13 . Venons-en maintenant à l' examen du premier moyen . Celui-ci est fondé sur les articles 5 du traité et 7, paragraphe 1, des règlements n s 2029/82 et 3383/82 ( 18 ). Ces deux dernières dispositions prévoient, notamment, que, "en cas de non-respect des conditions auxquelles est subordonnée la délivrance du certificat ( d' importation ), la Commission peut, le cas échéant, après consultation des autorités thaïlandaises, prendre les mesures appropriées ".

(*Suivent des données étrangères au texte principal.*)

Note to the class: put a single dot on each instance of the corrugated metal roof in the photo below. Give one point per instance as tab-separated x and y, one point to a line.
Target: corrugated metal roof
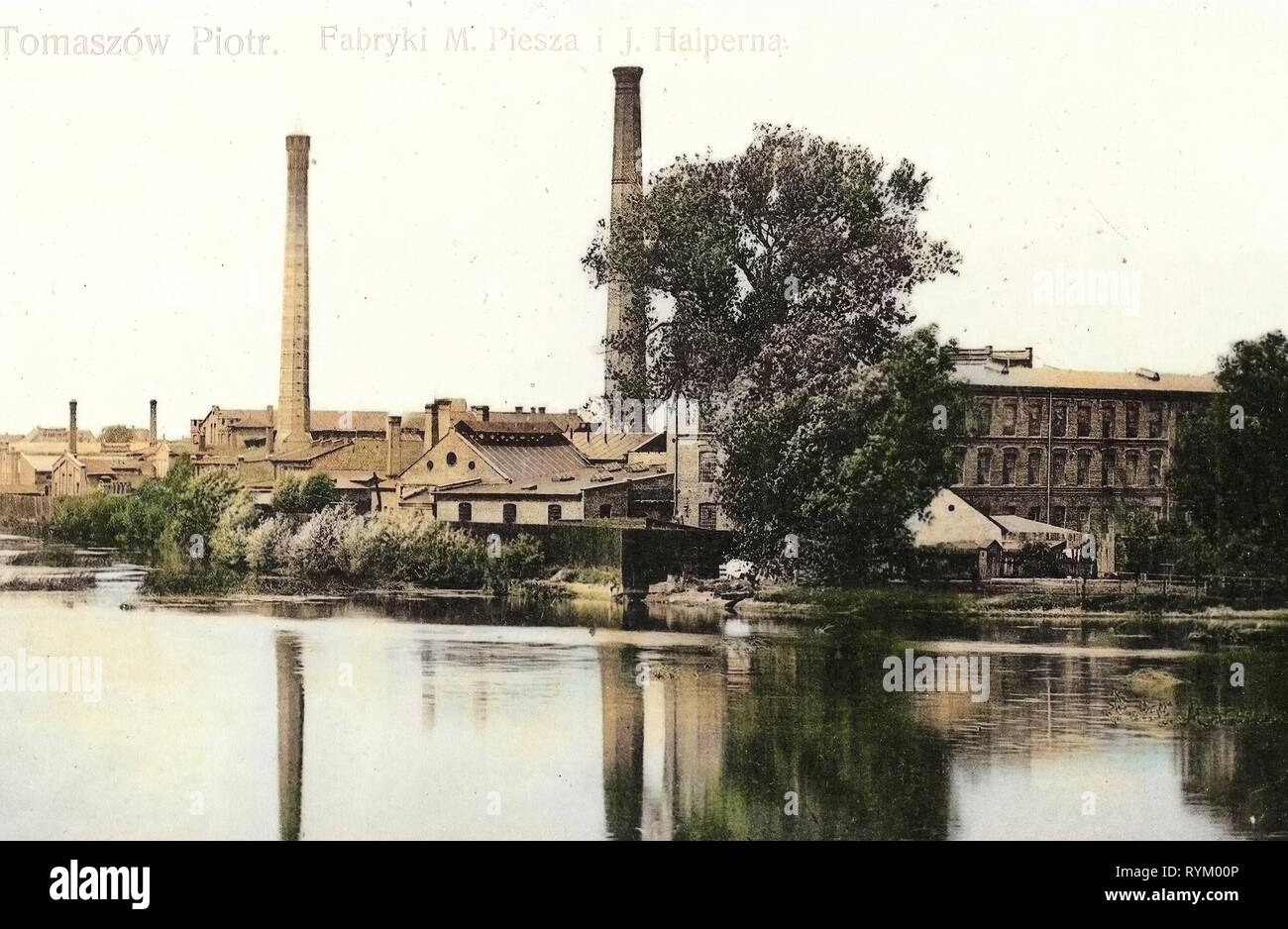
603	447
1060	378
522	459
563	484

14 . A cet égard, la Commission fait valoir qu' au nombre de ces "mesures appropriées" pouvait figurer l' envoi d' un télex aux autorités compétentes des États membres prescrivant de ne pas accepter la mise en libre pratique de la cargaison du navire Equinox malgré la présentation de certificats d' importation ( 19 ). Elle reconnaît, certes, qu' avant le 21 mars 1983, date d' entrée en vigueur du règlement n 499/83, les certificats d' importation ne comportaient pas les références des certificats d'
exportation correspondants . Il incombait, cependant, selon la Commission, aux autorités nationales de vérifier l' identité du manioc présenté en demandant à l' organisme ayant délivré les certificats d' importation la copie du connaissement ou des certificats d' exportation thaïlandais .

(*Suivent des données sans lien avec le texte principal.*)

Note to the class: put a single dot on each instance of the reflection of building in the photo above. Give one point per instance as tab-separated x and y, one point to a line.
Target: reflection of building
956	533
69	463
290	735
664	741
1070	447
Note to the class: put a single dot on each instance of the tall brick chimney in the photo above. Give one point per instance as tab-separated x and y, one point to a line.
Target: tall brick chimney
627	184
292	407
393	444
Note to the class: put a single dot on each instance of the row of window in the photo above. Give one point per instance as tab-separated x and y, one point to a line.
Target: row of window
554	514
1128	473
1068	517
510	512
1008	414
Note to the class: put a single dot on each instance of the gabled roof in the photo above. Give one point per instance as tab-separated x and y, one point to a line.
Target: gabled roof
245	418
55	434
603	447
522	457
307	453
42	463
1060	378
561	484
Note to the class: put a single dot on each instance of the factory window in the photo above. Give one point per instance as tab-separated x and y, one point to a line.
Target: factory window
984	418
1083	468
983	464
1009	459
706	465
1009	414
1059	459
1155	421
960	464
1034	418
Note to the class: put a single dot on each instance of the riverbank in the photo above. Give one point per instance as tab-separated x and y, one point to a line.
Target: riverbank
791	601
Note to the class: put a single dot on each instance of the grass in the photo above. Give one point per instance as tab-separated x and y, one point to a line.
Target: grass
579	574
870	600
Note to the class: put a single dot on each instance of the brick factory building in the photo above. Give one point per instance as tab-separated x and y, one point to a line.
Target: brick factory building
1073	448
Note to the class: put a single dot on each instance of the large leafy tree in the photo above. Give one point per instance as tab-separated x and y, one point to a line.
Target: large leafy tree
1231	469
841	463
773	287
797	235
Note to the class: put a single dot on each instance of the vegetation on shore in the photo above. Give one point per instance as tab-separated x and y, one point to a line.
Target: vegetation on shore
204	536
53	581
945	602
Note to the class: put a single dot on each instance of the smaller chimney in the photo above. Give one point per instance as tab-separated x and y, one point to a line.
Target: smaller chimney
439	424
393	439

15 . Selon le gouvernement néerlandais, les dispositions des articles 7, paragraphe 1, des règlements n s 2029/82 et 3383/82 se rapportent à la délivrance des certificats d' importation et non à la mise en libre pratique . Il appartenait à la Commission de s' opposer à la délivrance par le BALM des certificats d' importation; faute de l' avoir fait, l' autorité communautaire ne saurait invoquer l' existence d' un troisième contrôle de l' application de l' accord CEE-Thaïlande qui serait mis à la
charge des autorités nationales au moment de l' admission en libre pratique ( 20 ).

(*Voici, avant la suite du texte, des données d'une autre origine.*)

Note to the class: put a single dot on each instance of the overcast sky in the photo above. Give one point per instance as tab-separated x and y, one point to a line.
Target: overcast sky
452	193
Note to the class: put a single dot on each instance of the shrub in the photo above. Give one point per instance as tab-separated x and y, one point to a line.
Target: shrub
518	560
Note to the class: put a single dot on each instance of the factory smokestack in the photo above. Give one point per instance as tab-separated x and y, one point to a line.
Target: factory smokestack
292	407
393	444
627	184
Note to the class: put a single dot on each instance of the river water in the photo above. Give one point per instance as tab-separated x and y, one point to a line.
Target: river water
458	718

16 . Comment interpréter la disposition identique des articles 7, paragraphe 1, des règlements n s 2029/82 et 3383/82? Le gouvernement néerlandais estime que le pouvoir ainsi conféré à la Commission doit être exercé avant la délivrance du certificat d' importation . La lettre même du texte en cause nous semble condamner une telle opinion . En effet, le deuxième alinéa de ces articles commence par la phrase : "En cas de non-respect des conditions auxquelles est subordonnée la délivrance du certificat
...", ce qui, nous semble-t-il, vise la situation où le certificat d' importation a été délivré et la Commission informée de ce que les conditions auxquelles la délivrance était subordonnée n' ont pas été respectées .

17 . Les articles 7, paragraphe 1, deuxième alinéa, ne sauraient d' ailleurs viser que les situations où les certificats d' importation ont déjà été délivrés, dans la mesure où la Commission détient, au titre du premier alinéa, le pouvoir de s' opposer par télex à la délivrance de ces certificats si les conditions prévues par l' accord de coopération ne sont pas respectées . On ne comprendrait pas dès lors, si l' on suivait l' opinion du gouvernement néerlandais, l' utilité du deuxième alinéa .

18 . Par ailleurs, si la disposition en cause permet à la Commission, au titre des "mesures appropriées", d' enjoindre aux autorités compétentes de refuser la mise en libre pratique de cargaisons couvertes par des certificats d' importation, ce ne peut être, selon le texte même, qu' en cas de non-respect des conditions auxquelles est subordonnée la délivrance du certificat .

19 . Quelles sont ces conditions? Il s' agit notamment, selon nous, des obligations imposées par les articles 6, paragraphe 1, et 6, paragraphe 3, des deux règlements précités, à savoir celle d' importer du royaume de Thaïlande et celle de ne pas mettre en libre pratique une quantité supérieure à celle figurant sur le certificat d' importation .

20 . Cependant, ne faut-il pas inclure, parmi les conditions qui subordonnent la délivrance du certificat, compte tenu des termes mêmes des articles 7, paragraphe 1, premier alinéa, des règlements précités, celles qui sont prévues par l' accord de coopération et notamment

"la règle posée par les articles 1er et 5 de l' accord de coopération selon laquelle les exportations de manioc de Thaïlande vers la CEE ne doivent pas excéder les quantités convenues" ( 21 )?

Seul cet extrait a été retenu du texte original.